- Born: Mary Packer Harris 30 July 1891 Middlesbrough, Yorkshire, England
- Died: 26 August 1978 (aged 87)
- Education: Edinburgh College of Art
- Known for: Painting, printmaking, embroidery, tapestry, teaching
- Notable work: Art, the Torch of Life (1946)
- Elected: Royal SA Society of Arts (1922–67)

= Mary Packer Harris =

Scottish artist and art teacher (1891–1978)

Mary Packer Harris D.A. (Edin.) (30 July 1891 – 26 August 1978) was a Scottish artist and art teacher with a considerable career in South Australia.
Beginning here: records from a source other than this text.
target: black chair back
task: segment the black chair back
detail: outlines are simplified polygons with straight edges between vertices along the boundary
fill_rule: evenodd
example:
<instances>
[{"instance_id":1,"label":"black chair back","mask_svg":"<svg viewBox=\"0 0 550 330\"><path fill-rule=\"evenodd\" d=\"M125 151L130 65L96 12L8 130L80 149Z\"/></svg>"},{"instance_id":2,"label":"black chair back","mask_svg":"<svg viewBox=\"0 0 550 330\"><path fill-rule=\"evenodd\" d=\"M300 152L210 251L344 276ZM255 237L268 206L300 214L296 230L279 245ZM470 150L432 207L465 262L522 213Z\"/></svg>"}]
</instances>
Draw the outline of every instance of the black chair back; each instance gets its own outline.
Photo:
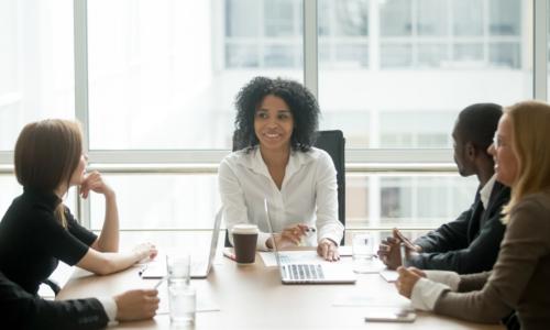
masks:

==Early life and training==
Mary was born in Middlesbrough, Yorkshire the only daughter of musician and beekeeper Clement Antrobus Harris (c. 1862 – 12 February 1942) and his wife Mary Elizabeth Harris ( – 14 February 1937). Educated in Scotland she attended Morrison's Academy and Perth Academy before graduating with a diploma from the Edinburgh College of Art. In 1913 she did a post-graduate course in woodblock printing with F. Morley Fletcher, director of the College. She trained as a teacher with the Scottish Education Department and taught at Buckie, Banffshire, Scotland, then from 1918 at the Ayr Academy.

== South Australia ==
An elder brother, Antrobus, was killed in the Flanders trenches in 1916. Another brother, John Brocas Harris ( –1967) had earlier emigrated to South Australia, served at Gallipoli with the Army Medical Corps and was badly wounded. He married Gwendoline Mary Colyer ( –1959) in 1917, and settled in Gawler, where he was a noted horticulturist and horticultural inspector at Gawler, and later at the Government orchard, Blackwood. His eldest son Dr. Ian Harris born 12 February 1920 was awarded DSC for navy heroism. In response to his urging, Mary and her parents emigrated in 1921. In 1922 she accepted a position with the SA School of Arts and Crafts, where she was to teach for 30 years in a wide range of mediums: oil and watercolor, lino and woodblock printing, tapestry and embroidery.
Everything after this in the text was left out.